In Haskell's Monads, I can easily define the operator (>=>) as :

(>=>) :: Monad m => (a -> m b) -> (b -> m c) -> a -> m c
f >=> g = \x -> f x >>= g

I also know that (>>=) can be expressed using (>=>): Let's call (>>=) as (..):

(..) :: Monad m => m a -> (a -> m b) -> m b
m .. k = m >=> \_ -> k

However something is not right ... could someone point what?

Answer 1

The idea of using a constant function (that is, \_ -> -- etc.) to make a function out of the argument which isn't a function so that you can pass it to (>=>) is sound. There are just two issues.
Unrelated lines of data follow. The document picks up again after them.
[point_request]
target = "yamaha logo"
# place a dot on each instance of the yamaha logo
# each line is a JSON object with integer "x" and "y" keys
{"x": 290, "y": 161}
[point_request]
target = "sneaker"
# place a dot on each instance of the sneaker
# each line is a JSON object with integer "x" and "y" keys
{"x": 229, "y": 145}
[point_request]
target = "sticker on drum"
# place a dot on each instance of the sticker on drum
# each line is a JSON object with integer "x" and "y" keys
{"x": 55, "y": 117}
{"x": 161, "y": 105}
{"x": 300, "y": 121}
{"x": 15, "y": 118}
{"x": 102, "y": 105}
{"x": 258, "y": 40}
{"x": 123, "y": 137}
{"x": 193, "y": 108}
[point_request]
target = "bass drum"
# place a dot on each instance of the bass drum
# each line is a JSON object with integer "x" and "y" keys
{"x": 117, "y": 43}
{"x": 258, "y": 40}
Firstly, you are doing it to the wrong argument, as the one which isn't a function is m:

GHCi> :t \m k -> (\_ -> m) >=> k
\m k -> (\_ -> m) >=> k :: Monad m => m b -> (b -> m c) -> a -> m c

Secondly, (>=>) gives you a function (of type a -> m c in the demo just above). You have to apply it to something to get a result type that matches the one of (>>=). As that argument is irrelevant (you are ultimately feeding it to a constant function) you can just use ():

GHCi> :t \m k -> ((\_ -> m) >=> k) ()
\m k -> ((\_ -> m) >=> k) () :: Monad m => m b -> (b -> m c) -> m c

And that's it. I find it slightly prettier to use the const function rather than writing \_ ->, and so I would write it as:

(>>..) :: Monad m => m a -> (a -> m b) -> m b
m >>.. k = (const m >=> k) ()

Answer 2

The solution is the following:

(..) :: Monad m => m a -> (a -> m b) -> m b
m .. k =
  (const m >=> k) undefined

Using const we're lifting an operation of type m a to whatever -> m a. This lifted version does not give a damn, what we pass to it so it might as well be the undefined.